Менее чем через месяц после прибытия Витора Мариана начала ощущать результаты его работы. Некоторые напуганные реакцией товарищи, войдя в контакт с Витором, вернулись к активной деятельности, другие, находившиеся до этого в подавленном настроении, заразились его энтузиазмом. Они выпускали все больше и больше материалов на ротаторе. Витор наладил новую систему распространения листовок, более эффективную и более надежную. Он обладал способностями руководителя, и Мариана видела, как в его руках зарождается новая организация; она переживала такое же чувство радости, как в тот момент, когда ее сын впервые повернулся в кроватке, когда он затем начал ползать, пытался делать первые робкие шаги, едва сохраняя равновесие на еще неокрепших ногах, когда он стал, наконец, ходить. Партийная организация еще была далека от того, чтобы начать ходить, но Мариана теперь знала, была твердо уверена, что партия снова поднимется, станет сильной, как никогда.

Одновременно она начала открывать и новые черты характера в этом товарище, который поначалу произвел на нее впечатление какой-то машины, предназначенной исключительно для работы. Однажды, когда они встретились, товарищ Витор, поеживаясь от холода, сказал:

– У меня есть для тебя новость: Жоана и других перевели в Рио. Процесс будет проведен там.

Мариана не удержалась от горестного восклицания. Здесь она могла, по крайней мере, узнавать о Жоане через семьи других арестованных, иногда посылать ему фрукты. А теперь его увозят в Рио, он будет наверняка осужден, сослан на Фернандо-де-Норонья… Лицо Витора, стоявшего перед Марианой, потеряло свою обычную суровость, в нем появилась какая-то мягкость.

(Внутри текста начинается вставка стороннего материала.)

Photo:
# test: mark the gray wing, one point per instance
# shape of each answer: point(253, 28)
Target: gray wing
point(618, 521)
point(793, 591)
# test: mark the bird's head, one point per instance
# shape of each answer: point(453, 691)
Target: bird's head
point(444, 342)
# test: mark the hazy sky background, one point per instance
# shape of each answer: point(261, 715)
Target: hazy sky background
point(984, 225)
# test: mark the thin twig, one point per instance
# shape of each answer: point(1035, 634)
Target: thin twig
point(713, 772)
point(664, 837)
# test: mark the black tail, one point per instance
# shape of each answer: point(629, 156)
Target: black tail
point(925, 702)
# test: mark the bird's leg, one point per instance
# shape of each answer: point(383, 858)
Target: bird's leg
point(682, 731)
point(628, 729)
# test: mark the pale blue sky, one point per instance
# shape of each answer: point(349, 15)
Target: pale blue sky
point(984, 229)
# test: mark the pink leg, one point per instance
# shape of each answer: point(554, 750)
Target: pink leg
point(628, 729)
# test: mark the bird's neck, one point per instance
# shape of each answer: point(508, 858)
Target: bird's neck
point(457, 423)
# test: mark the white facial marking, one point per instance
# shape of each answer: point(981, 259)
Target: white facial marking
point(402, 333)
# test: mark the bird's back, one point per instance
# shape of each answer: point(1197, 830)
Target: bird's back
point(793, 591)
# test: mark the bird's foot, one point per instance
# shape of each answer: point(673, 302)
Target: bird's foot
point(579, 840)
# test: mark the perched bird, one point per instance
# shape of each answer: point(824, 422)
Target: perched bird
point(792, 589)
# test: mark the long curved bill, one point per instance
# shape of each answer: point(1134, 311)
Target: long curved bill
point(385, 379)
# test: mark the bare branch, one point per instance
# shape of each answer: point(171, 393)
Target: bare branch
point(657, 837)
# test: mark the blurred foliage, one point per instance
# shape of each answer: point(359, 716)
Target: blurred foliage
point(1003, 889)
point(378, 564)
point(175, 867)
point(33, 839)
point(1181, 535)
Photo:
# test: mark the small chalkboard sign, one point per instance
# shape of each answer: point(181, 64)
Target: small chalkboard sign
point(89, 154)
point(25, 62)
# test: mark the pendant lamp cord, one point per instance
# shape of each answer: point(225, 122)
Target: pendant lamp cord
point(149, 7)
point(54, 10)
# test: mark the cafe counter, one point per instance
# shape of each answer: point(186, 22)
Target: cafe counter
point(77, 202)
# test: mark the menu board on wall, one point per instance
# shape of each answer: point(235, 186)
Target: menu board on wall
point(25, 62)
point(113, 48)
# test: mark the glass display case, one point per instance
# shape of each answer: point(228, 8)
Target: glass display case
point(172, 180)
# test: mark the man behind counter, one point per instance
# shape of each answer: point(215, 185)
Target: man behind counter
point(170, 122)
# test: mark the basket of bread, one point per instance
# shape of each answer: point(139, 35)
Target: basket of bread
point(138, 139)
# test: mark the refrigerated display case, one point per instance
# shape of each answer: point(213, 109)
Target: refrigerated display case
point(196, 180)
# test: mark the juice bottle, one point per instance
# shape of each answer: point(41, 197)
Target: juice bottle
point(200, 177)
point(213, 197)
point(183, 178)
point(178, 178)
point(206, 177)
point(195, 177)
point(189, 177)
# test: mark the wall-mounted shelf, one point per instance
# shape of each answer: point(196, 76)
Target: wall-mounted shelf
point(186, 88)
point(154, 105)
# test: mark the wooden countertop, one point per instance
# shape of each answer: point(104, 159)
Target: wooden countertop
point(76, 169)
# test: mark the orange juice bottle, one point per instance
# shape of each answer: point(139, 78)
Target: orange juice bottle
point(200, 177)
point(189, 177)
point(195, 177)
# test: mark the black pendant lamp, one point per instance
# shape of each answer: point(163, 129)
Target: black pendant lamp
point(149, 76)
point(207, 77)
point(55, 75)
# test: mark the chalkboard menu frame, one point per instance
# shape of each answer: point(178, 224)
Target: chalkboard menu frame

– Я ломал голову, стараясь придумать, как бы тебе его повидать, не повредив партийной работе. Так ничего и не придумал, ничего не получается. Но я тебе гарантирую, что до суда ты съездишь в Рио, чтобы повидаться с ним. Сейчас это невозможно: я ни на один день не могу отпустить тебя. – Он ласково, по-братски улыбнулся ей. – Но у меня есть кое-что для тебя. Вот возьми… – И он протянул ей небольшой клочок бумаги, сложенный в несколько раз.

Он смотрел, как жадно она читает записку Жоана, как перечитывает первые строчки, как будто желая заучить все письмо наизусть, прежде чем его уничтожить.

«Моя дорогая, – писал Жоан, – нас увозят в Рио, там нас будут судить. Жаль, что не удалось с тобой повидаться, но я был рад узнать, что ты работаешь. Продолжай работу ради меня и ради себя, а я использую время на то, чтобы учиться; память о тебе помогает мне каждый день и каждую ночь. Я уже поправился, рука зажила. Не беспокойся обо мне, заботься лучше о сыне, научи его произносить мое имя. Поцелуй мать, она молодец. Хорошенько работай, так время пройдет быстрее. Люблю тебя! Счастлив, что ты моя жена».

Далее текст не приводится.